Sacrifice and offering you do not desire,
but you have given me an open ear. (from Psalm 40)
So how did this Hebrew poet come to make this conclusion, steeped as he or she was in the cult of ritual sacrifice and burnt offering as something required by God? (Okay, this isn’t a universal question…but it is my question, for a Sunday such as this.)
The Sits im Leben of the Psalmist, as a member of tribe-Israel, would have been all about seasonal rounds of sacrifice, usually animal, commemorating any number of events where God supposedly brought or restored peace and safety through an act of God-endorsed mitigated violence.
It’s like this: at a time where a contagion of violence (see: well, randomly open any historical book of the Old Testament) threatens to collapse the entire people-tribe…a culprit(s) is arbitrarily identified and put to death, upon which, “miraculously,” peace is restored. The “peace,” so intense because of the prior imminence of wide-scale violence, feels like a Divine rush of relief and is identified as such and subsequently coded as the “Law.” And through the Law, with its rites and taboo’s and purification systems, “revealed” through the circumstances of the violent event(s), and with its ritual sacrifices–safe representatives of the bloodier events–the people-group cohere and live off of the diminishing power of sacrificial ritual. So what this amounts to is a criminal act that results in curbing what could have been horrendous bloodshed. A bad/good thing. Yup, the world of scapegoating is just that wondrous.
Except that, back then, it was understood as all-good. But slowly, in the arch of time, cracks start to show. And pretty soon some self-reflective-culture-critiquing-prophetic-Cohenesque poet says that God doesn’t like sacrifice, didn’t ever want it, and throws the whole system into question. Because, if God is not the one requiring sacrifice…who then…?
Well, pretty soon the Psalmist’s friends start to think that maybe the whole sorry enterprise is just plain bad. Not just bad-to-get-to-the-good, but entirely bad because anything that requires scapegoating violence is already, well, sin by definition.

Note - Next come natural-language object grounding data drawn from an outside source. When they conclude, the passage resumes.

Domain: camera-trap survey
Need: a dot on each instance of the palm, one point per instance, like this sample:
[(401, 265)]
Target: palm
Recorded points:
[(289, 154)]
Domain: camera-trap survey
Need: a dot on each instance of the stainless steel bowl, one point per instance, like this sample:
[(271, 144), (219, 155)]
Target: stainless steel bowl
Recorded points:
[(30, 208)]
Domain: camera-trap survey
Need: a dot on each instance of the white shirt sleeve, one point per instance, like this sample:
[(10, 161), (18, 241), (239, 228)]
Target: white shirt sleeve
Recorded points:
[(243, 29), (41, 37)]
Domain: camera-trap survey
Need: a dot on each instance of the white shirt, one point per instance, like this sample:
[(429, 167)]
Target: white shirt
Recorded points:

But back to our poet: song writers, Psalm writers are sticky about stuff like truth in motives. Any artist knows that a work without the ring of truth has no shelf-life and so she always works toward the discovery of truth. I think our Song-40 poet had a moment of conversion: the “open ear” was that moment he or she understood the lie of the sacred, along with his/her own complicity. The moment the voice of the victim rose above the self-desire of the poet, ears were opened, and the whole state of the sacrificial mechanism was exposed. And from that kind of conversion, there’s no turning back…only risky publication.